By duckladydinh, history, 6 years ago,

Hi everyone,

I am learning this relatively new data structure with a Kattis problem called Palindromes. In this problem, we are given a string and multiple [l, r] segments and must find the number of palindromic substrings in each segment. The number of queries and length of the string are all 10^5. My question is: Is it possible to achieve this with Palindromic Tree and if yes, how can we do that?

I am not absolutely sure if this DS can handle such problems, but at least, I know that for [1, r] segments, it is possible, Is this variant possible? If it is possible, please give me your guidance.

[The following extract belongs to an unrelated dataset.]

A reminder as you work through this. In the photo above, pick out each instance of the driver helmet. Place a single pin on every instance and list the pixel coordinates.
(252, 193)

Thank you very much :). Happy Coding

• +4

 » 6 years ago, # |   0 Help :'(, please.
 » 6 years ago, # |   0 It feels like you could combine palindromic tree with Mo's algorithm.
•  » » 6 years ago, # ^ |   0 Ignore, Palindromic tree doesn't easily support removing from front
•  » » » 6 years ago, # ^ |   0 I'm not sure about how palindromic tree works but Mo can work with only adding to the left and to the right operations.
•  » » » » 6 years ago, # ^ |   0 That's true, I once prepared solution for similar problem (about number of distinct palindromic substrings) using Mo-like sqrt-decomposition. It briefly mentioned in this article and droptable posted his per query solution here.
•  » » » » 6 years ago, # ^ |   0 Mo's works with only adding to the left and right (no removing)? How do you sort your queries?
•  » » » » » 6 years ago, # ^ |   0 You don't really sort the queries. We create buckets and each bucket will have the queries with left end in it. Also if queryR — queryL < we will solve the query separately in O(queryR — queryL).Now we will solve each bucket. We sort the queries in the bucket by their R and we keep two pointers, pointing to the current L and R end. Initially pL = pR = end of the bucket. We move the right pointer like in the standard Mo. The only difference is that you will only move it to the right. For the left pointer it's a bit different. Your structure should be persistent (you should be able to rollback it). After fixing the right end of the current query, you go from the current pL to the needed position. This is done only by moving the pointer to the left. When both ends are fixed, you answer the query. Now the only left part is to undo this left movement simply set pL = end of bucket again and go to the corresponding rollback state.
 » 6 years ago, # |   0 By Palindromic Tree, do you mean Eertree?I'll think about it for a while and get back to you.
•  » » 6 years ago, # ^ |   0 Yup, Eertree = Palindromic Tree, but I find the later more meaningful :).
 » 6 years ago, # |   0 It's been asked and answered a few days go here: click me
•  » » 6 years ago, # ^ |   0 What a coincident :o ! Thank you. I never ever thought of using Manacher like that. But is it solvable with Palindromic Tree? Well, I mean, I am learning PalTree, so I want to find more applications for it. :), but sure, the approach seems to solve my example problem and I will implement it :).